Sitting on the edge of our seats to see what the designer has in store for us this SS ’15 season, we’ve been trying to decode the meaning of her new collection’s statement: “I am exploring the gap between the physical garments you buy in the shops and the image you have of those same garments.”

A favourite amongst the hipster sect,  Steinmetz has fittingly been selected by TopShop’s initiative NEWGEN, to showcase her collection for the first time at London Fashion Week. Loom sales are about to see a rise.



Born in Rome, Stella Jean is a true Italian…well, a mix of Italian and Haitian, but truly Italian in her commitment to classic tailoring. Before her creative vision made it to the runway, Jean began her fashion career modelling for Egon von Furstenberg (designer and ex-husband of Diane von Furstenberg).

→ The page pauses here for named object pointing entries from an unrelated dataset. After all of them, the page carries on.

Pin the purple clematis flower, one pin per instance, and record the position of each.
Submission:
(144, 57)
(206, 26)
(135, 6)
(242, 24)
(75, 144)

For the designer, who had a short go at studying political science before dropping out, this was a foot in the door and ultimately a way to break into the industry with no formal training in fashion design. An unschooled maverick, Jean’s designs were born from simply pinning fabric onto models.

In 2011, the designer broke into the big league after being crowned the winner of Vogue Italia’s 2011 Who Is On Next contest, which came with a feature spread in the magazine and international media exposure.


Having captured the attention of critics, Jean continues to impress with career highlights that include her showing at last season’s Milan Fashion Week, where the designer made fashion history by becoming the first emerging womenswear designer to be shown at Giorgio Armani’s Teatro space.

A melange of fabrics sourced out of west Africa, as part of the International Trade Centre’s Ethical Fashion Initiative, a United Nation’s project, Jean’s SS ’14 collection was a singular showing, that demonstrated her talent for modernizing the feminine charms of ’50s and ’60s silhouettes and her eye for vibrant patterns and sensational prints. And, the same can be said for the designer’s AW’ 14 collection, for which she collaborated with Christian Louboutin, designing shoes featuring her signature Burkina Faso stripes.

Between the geometric patterns and animal prints (as in the whole creature, not its spots and stripes), Jean’s designs are not only impossible to miss on the runway, but also not to be missed.



Gaging from his career trajectory thus 26-year-old Yang Li, isn’t one to worry about the status quo. A Central Saint Martins dropout, Li’s natural talent has made up for ditching the books, as his past internship for Raf Simons and current runway success demonstrates.

Raised in Australia, Li is based out of London these days, while Paris is where the designer goes when ready to make waves.


Debuting in first formal collection (FW ’13) at Paris Fashion Week a year and a half ago, Li has since become known for his voluminous maxi skirts, which have become a signature piece of his designs. True to form, his most recent FW ’14 collection, entitled, “the dreamer,” is composed of floor length skirts made of fur, seen on the runway paired with fur bra tops. A standout for us appeared in the form of a nod to the skateboard culture popular in Li’s hometown of Perth, a black fur shirt with the fuzzy imprint of the word “dreamer” marking it.

A rebel with talent to spare, Li is Paris Fashion Week’s new up-and-coming “it” boy.



This past spring, when Nova Scotia native Matthew Gallagher closed Toronto Fashion Week with his FW ’14 collection, it was clear from the critical praise, his show left a lasting impression.

Shortly after graduating from the Istituto Marangoni and Istituto Europeo Di Design in Milan, Gallagher launched his eponymous label, intent on showing off his Italian training.

And like the Italian fashion masters before him, his designs are simultaneously seductive and sophisticated. The feminine nature of the collection subtly shows off the female body, focusing on flattering necklines with curves of fabric and the legs with high cut slits.


The burgeoning talent that has the Canadian scene buzzing, Gallagher’s designs are knocking on international fame — we’d bet our seat at his SS ’15 show on it.